BMC Musculoskeletal Disorders (Dec 2020)
Low-grade myofibroblastic sarcoma of the levator scapulae muscle: a case report and literature review
Abstract
Abstract Background Low-grade myofibroblastic sarcoma (LGMS) is described as a distinct atypical myofibroblastic tumor often with fibromatosis-like features and predilection for the head and neck, especially the oral cavity and larynx. LGMS arising in the levator scapulae muscle is extremely rare. Case presentation A 69-year-old woman was admitted to our hospital because she noticed a hard mass in her left neck six months prior. Magnetic resonance images (MRI) showed a soft tissue tumor of the left levator scapulae muscle. A core needle biopsy showed cellular fascicles or a storiform growth pattern of spindle-shaped tumor cells with minimally atypia. Immunohistochemistry revealed focally positive for α-smooth muscle actin (α-SMA), negative for S-100, and a low-grade spindle cell sarcoma was suspected. Following a biopsy, the tumor was resected with a wide surgical margin. Immunohistochemical staining was a positive for vimentin and α-SMA and negative for desmin, CD34, nuclear β-catenin, and h-caldesmon.
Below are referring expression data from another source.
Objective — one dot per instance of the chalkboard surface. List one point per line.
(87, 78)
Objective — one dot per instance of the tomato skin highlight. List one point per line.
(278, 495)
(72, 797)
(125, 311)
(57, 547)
LGMS diagnosis was determined based on the histopathological findings. The patient was alive with no evidence of disease eight years after the surgery. Conclusions To the best of our knowledge, this is the first case report of LGMS arising in the levator scapulae muscle. In addition to the case report, 48 reports with 103 LGMS cases are reviewed and discussed. In previous reports of LGMS, there were 43 females and 60 males, with a mean age of 43.0 years (range, 2–75). There were 13 (12.6%) patients aged < 18 years, 67 (65.1%) patients aged 18 to 59 years, and 23 (22.3%) patients aged ≥60 years. The average tumor size was 4.4 cm (range: 0.4–22.0). The commonest sites of LGMS was the tongue. Tumor growth patterns were evaluated in 52 cases, and 44 cases (84.6%) showed infiltrative growth patterns. Local recurrence was 26.7%, and distant metastasis was 4.4%. Because of the locally aggressive feature, it is important to diagnose LGMS with biopsy and to excise the tumor with an adequately wide margin.